Acting as either side of a perfection sandwich, the following track, “Ruin,” is just another one of my absolute ideals. As a fraternal twin, this track is synonymous with meadows, but instead of being immersed within, the listener gazes down upon them through train windows. Speeding past as daytime picnic and nighttime escapades occur, there is a distance between “Ruin” and its predecessors. While much the same, it is satisfyingly different.

Unlike this, “Pigeon” is noticeably disparate, but in the best way possible. Like bandaging one’s self up in soft, hand-knit blankets at the end of a long day, this track feels like the whimsy waves that still waver after a day spent in the ocean. It is faint and nostalgic whilst continuing a narrative, parading upon gossamer clouds and setting an example for the next three tracks.

While the following two songs—”Kill The Clown” and “Walnut”made a similarly contrasting impact, they each have their own stylistic elements that make them what they are. While “Kill The Clown” is like sky blues and rolled down car windows, “Walnut” defines dimly lit rooms and lulling lullabies.
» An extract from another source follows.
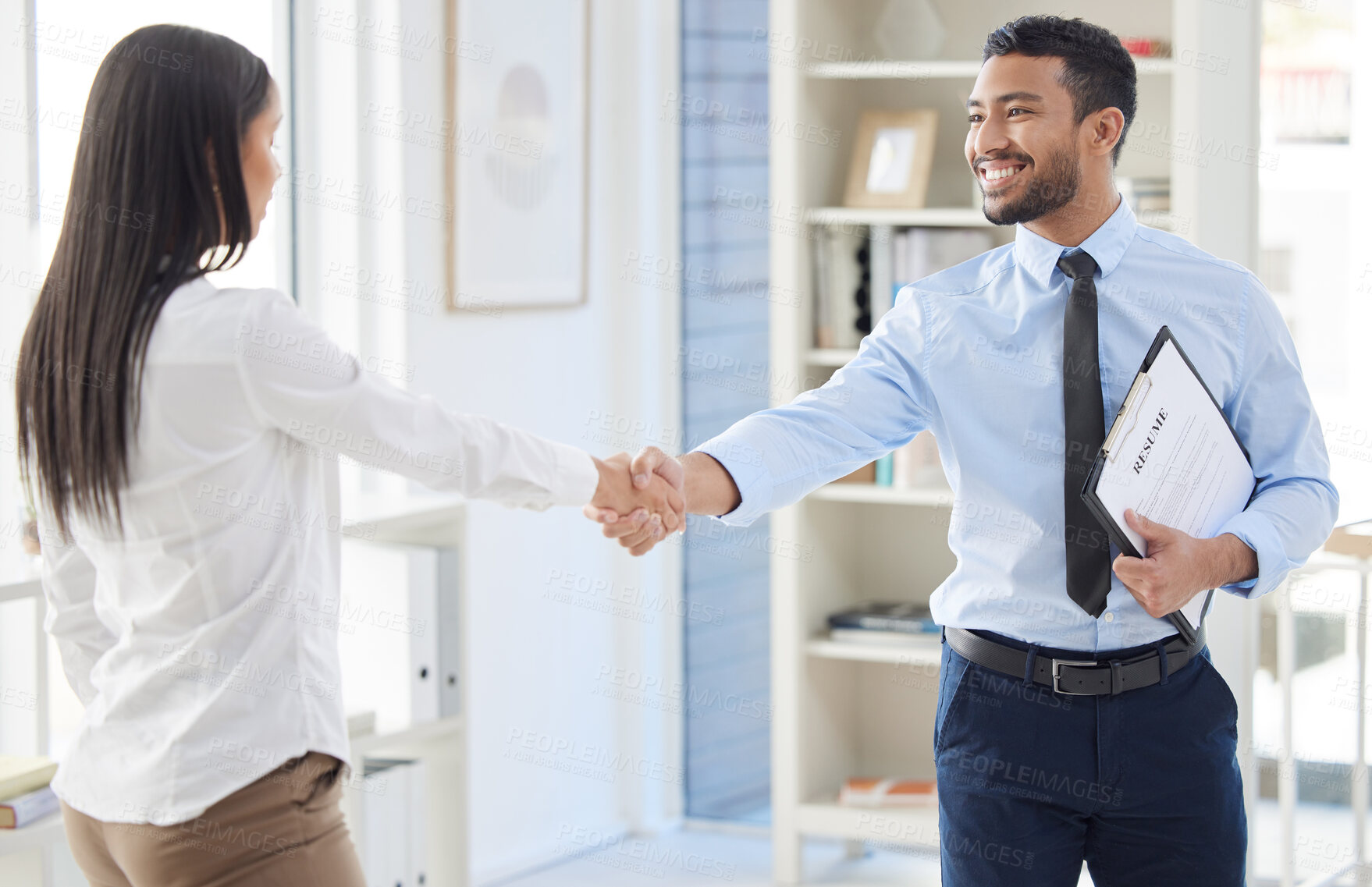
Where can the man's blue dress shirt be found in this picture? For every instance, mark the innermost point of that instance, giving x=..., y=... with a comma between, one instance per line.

Nevertheless, both knit together in an alluringly rounded way.

After what can only be described as an emotionally taxing journey, the final track, “Aquarium,” feels like a warm welcome to all the feelings that have been dealt. I found myself wanting to close my computer screen and stare at my ceiling, and even though I knew they wouldn’t, there was a part of me that expected stars to appear on the surface in front of me. Like “Garden of Eden,” everything about “Aquarium” was like wading in pools of aquamarine waters topped in mossy lily pads.

Akin to all other songs within Flora Fauna, it found the balance between every emotion, signifying the perfection that can be found within those simple moments. Not only am I grateful for my reintroduction to Marten’s music, but her newest album has manifested my newfound fondness of her artistry—a fondness that will not soon loosen its grip upon my listening habits.